Our biggest concern with this model is the largely plastic construction. The mini tool and chain breaker's fit in the main package rely on plastic pieces that snap together, and after our test session, they were already showing noticeable wear. Considering that most users hopefully won't be using the tool as much as we were when we were deliberately putting it through its paces, we think it will last you a long time. We do recommend being gentle when removing and replacing the mini tool and tire lever, however.
The innovative design and ease of transportation that the EDC V2 provides doesn't come cheap. It's one of the most expensive multi-tools on the market, and when you add in the extra cost of the top cap and steerer threading kit, threadless carrier, or the EDC pump, it will cost you more than twice as much as many of the other top models we tested. Despite the high price tag, we think this product offers plenty of value for the right user. If you're looking to ditch your pack but still be prepared for anything out on the trail, we think this is one of the best options out there.
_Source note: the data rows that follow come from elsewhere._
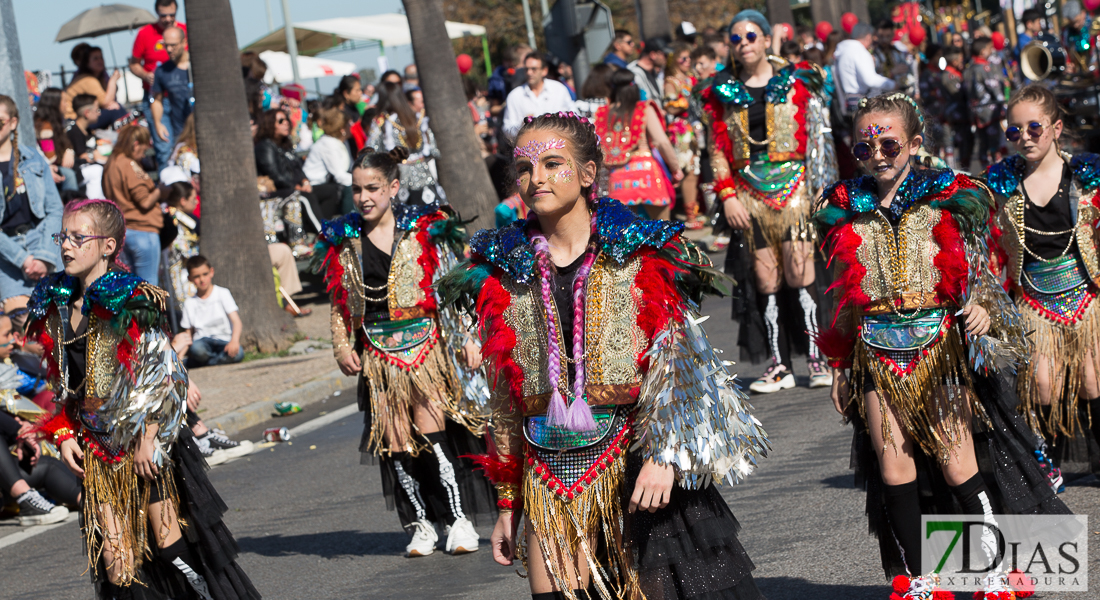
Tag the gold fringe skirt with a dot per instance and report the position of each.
(114, 492)
(393, 379)
(1063, 349)
(927, 393)
(567, 519)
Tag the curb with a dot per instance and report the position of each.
(257, 412)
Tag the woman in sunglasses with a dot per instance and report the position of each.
(766, 119)
(1046, 235)
(914, 298)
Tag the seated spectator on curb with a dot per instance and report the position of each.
(30, 214)
(328, 165)
(211, 323)
(138, 195)
(23, 470)
(89, 162)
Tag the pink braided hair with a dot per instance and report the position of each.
(578, 415)
(78, 206)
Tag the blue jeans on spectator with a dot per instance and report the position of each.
(161, 148)
(210, 351)
(142, 252)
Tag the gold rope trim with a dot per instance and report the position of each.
(392, 386)
(1064, 349)
(559, 523)
(118, 488)
(921, 399)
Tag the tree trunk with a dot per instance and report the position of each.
(232, 227)
(653, 19)
(779, 11)
(462, 172)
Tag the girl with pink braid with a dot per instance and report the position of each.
(589, 328)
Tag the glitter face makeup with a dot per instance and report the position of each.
(873, 131)
(532, 150)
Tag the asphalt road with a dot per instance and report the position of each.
(311, 521)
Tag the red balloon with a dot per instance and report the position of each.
(464, 62)
(848, 20)
(916, 34)
(998, 37)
While it isn't a huge departure from the original EDC, the V2 features some key improvements over an already-award-winning multi-tool. The unique design is an elegant solution to the ever-present preparedness issue when out on the trails. With enough tools to keep you rolling and extra storage for flat repair equipment, this tool has you just about completely covered for short to mid-length rides. The price tag is high, but so is the value that this tool brings.
Other Versions and Accessories
We tested the EDC V2 using the 100cc frame-mounted pump, but you can also use the EDC V2 with the smaller 70cc pump, just without the sealed storage compartments.
OneUp also offers a nine-function EDC Lite tool that stores in your steerer tube without the need to remove your star nut or thread the tube.The EDC tool suite also includes a tire plug and plier kit that can be purchased separately. The plug kit will fit perfectly inside the EDC V2's small sealed capsule and the pliers will fit in the larger one.